Strengths and Limitations
Strengths:
- Census of 1,012 publicly accessible FDA SSEDs across specialties provides a comprehensive, system-level audit of public regulatory transparency.
- A prespecified 17-point ACTR score aligned to FDA GMLP elements, with dual-reviewer extraction and mixed-effects modeling, supports analytic rigor and appropriate adjustment for confounders.
Limitations:
- Analysis is limited to publicly available SSEDs; manufacturers may have submitted more complete data confidentially to the FDA that are not reflected in public summaries.
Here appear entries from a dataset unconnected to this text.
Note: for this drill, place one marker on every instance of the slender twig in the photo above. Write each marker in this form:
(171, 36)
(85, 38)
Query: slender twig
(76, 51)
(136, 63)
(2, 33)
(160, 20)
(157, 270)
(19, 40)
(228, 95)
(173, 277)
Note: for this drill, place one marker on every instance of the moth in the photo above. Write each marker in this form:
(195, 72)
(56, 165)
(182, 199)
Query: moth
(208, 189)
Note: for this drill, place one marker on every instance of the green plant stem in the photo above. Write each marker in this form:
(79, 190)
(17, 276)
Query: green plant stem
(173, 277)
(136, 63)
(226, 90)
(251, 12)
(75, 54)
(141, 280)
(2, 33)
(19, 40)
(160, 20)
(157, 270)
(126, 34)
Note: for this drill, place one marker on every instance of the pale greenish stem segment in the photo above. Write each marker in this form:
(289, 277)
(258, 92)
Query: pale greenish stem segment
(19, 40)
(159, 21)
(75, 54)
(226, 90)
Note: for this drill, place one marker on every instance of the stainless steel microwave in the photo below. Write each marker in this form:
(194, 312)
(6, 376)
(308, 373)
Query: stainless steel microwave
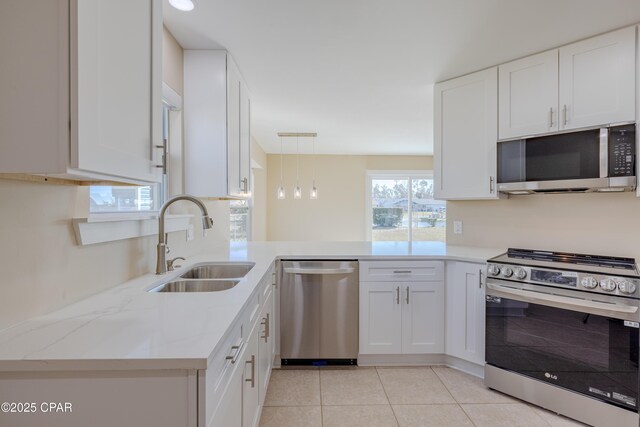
(601, 159)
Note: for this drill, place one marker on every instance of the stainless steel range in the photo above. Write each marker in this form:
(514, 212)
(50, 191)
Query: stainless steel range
(562, 332)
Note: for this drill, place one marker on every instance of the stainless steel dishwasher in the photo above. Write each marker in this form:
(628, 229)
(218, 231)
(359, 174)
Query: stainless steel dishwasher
(318, 312)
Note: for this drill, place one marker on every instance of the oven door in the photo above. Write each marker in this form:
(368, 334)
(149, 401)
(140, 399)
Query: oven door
(589, 347)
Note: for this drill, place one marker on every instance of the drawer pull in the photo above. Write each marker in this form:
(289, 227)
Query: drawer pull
(252, 380)
(238, 349)
(265, 322)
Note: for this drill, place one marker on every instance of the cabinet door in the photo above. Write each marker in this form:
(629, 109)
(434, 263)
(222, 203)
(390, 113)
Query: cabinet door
(245, 139)
(465, 311)
(380, 318)
(422, 317)
(265, 346)
(233, 128)
(597, 80)
(528, 94)
(116, 88)
(466, 131)
(250, 380)
(229, 412)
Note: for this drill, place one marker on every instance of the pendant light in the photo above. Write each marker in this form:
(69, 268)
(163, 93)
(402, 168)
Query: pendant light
(281, 193)
(297, 192)
(313, 194)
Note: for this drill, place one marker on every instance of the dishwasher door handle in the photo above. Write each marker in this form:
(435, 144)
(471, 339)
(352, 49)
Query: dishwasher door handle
(293, 270)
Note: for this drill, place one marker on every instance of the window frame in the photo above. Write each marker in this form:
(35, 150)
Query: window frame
(391, 174)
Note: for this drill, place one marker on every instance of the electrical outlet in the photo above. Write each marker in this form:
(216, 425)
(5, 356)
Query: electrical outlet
(457, 227)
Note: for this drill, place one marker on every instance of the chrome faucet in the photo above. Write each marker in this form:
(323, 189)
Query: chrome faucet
(161, 264)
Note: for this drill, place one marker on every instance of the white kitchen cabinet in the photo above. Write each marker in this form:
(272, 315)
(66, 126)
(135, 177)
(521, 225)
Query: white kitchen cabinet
(217, 126)
(598, 79)
(266, 343)
(400, 311)
(465, 306)
(250, 380)
(401, 317)
(584, 84)
(81, 89)
(528, 95)
(466, 132)
(422, 317)
(380, 318)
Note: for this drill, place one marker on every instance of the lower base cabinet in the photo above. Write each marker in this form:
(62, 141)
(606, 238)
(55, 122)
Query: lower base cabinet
(401, 317)
(465, 305)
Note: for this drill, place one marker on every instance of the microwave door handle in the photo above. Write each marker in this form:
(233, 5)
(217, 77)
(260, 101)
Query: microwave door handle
(617, 311)
(604, 152)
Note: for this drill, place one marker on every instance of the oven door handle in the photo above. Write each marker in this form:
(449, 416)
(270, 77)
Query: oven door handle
(613, 310)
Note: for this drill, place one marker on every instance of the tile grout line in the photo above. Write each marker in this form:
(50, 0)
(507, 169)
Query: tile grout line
(444, 385)
(321, 403)
(387, 396)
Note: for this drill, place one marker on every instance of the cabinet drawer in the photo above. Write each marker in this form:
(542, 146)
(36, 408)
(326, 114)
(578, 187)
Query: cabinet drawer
(220, 370)
(401, 271)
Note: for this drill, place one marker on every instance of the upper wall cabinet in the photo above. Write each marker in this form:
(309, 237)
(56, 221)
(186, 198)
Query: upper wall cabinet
(585, 84)
(598, 80)
(528, 95)
(81, 89)
(466, 131)
(217, 126)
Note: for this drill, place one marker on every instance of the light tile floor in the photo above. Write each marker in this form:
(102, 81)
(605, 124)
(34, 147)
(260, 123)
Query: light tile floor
(413, 396)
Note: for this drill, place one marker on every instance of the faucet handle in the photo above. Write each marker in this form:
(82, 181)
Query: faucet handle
(170, 262)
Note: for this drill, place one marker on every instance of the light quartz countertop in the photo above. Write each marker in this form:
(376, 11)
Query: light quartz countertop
(127, 327)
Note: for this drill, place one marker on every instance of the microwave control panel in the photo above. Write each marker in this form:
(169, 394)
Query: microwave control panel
(622, 151)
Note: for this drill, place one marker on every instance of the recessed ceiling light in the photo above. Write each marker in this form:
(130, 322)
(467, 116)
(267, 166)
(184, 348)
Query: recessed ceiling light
(184, 5)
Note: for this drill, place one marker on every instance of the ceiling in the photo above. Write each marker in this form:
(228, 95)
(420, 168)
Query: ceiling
(361, 72)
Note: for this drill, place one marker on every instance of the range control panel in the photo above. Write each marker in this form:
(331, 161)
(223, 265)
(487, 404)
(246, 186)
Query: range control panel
(622, 151)
(590, 282)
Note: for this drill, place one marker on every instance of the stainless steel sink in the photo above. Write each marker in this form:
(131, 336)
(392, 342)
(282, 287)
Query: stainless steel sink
(219, 270)
(195, 286)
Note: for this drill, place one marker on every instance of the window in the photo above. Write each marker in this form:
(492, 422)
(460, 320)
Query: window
(402, 208)
(239, 220)
(130, 198)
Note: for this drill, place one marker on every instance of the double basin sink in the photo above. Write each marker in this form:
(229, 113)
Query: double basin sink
(209, 277)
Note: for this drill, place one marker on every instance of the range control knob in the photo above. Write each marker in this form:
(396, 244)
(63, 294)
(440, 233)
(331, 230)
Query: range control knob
(608, 285)
(520, 273)
(493, 270)
(627, 287)
(589, 282)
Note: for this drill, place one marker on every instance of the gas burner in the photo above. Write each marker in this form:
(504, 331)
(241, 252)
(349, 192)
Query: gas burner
(581, 272)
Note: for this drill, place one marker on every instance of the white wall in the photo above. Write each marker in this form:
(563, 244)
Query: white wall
(42, 267)
(601, 224)
(339, 213)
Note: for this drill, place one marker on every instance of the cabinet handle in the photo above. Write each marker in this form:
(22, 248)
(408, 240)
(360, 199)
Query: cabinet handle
(252, 380)
(163, 164)
(238, 349)
(265, 322)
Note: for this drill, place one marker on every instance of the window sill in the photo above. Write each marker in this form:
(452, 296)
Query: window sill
(109, 228)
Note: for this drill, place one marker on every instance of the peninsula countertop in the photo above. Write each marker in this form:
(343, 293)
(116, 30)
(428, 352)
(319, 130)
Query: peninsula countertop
(127, 327)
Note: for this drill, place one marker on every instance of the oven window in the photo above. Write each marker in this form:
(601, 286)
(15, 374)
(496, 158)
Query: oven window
(593, 355)
(568, 156)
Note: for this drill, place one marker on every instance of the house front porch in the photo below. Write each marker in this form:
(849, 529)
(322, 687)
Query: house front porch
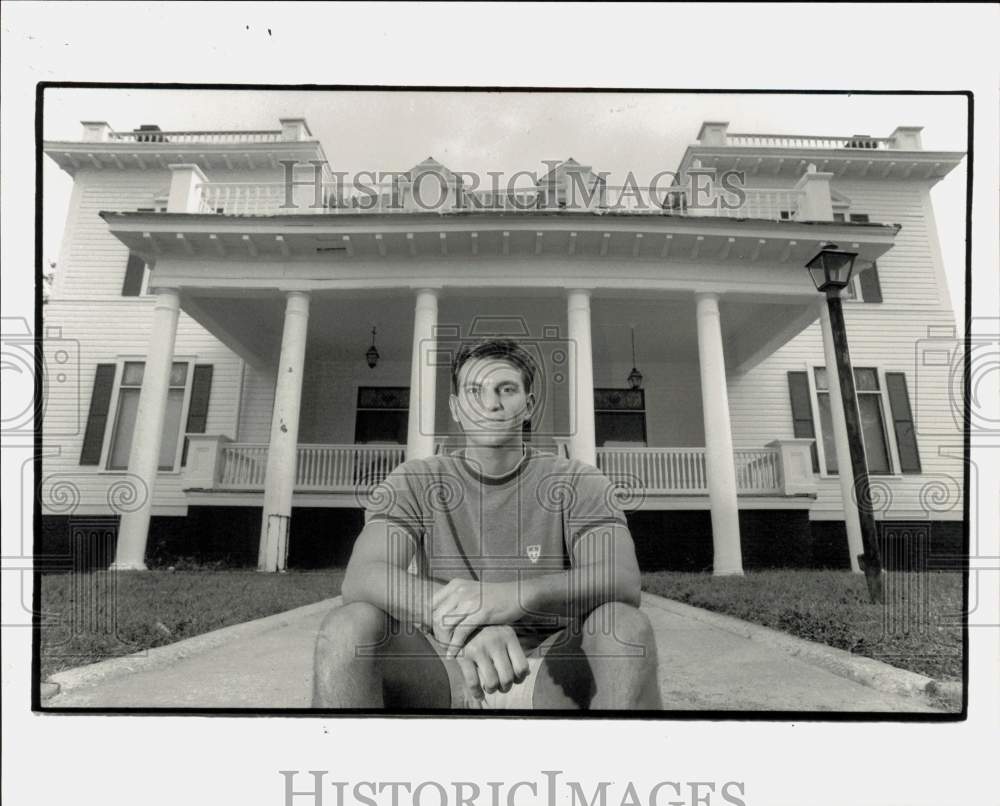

- Manual abstraction of heterogeneous narratives and use of a novel ACTR index may introduce subjectivity and may not capture all nuances or the relative clinical weight of different reporting elements.
Bottom Line
Public FDA device summaries for AI/ML are insufficiently transparent for pharmacy reliance—treat FDA clearance as a floor, require vendor-provided model cards and PCCPs, and implement mandatory local validation and monitoring before operational use.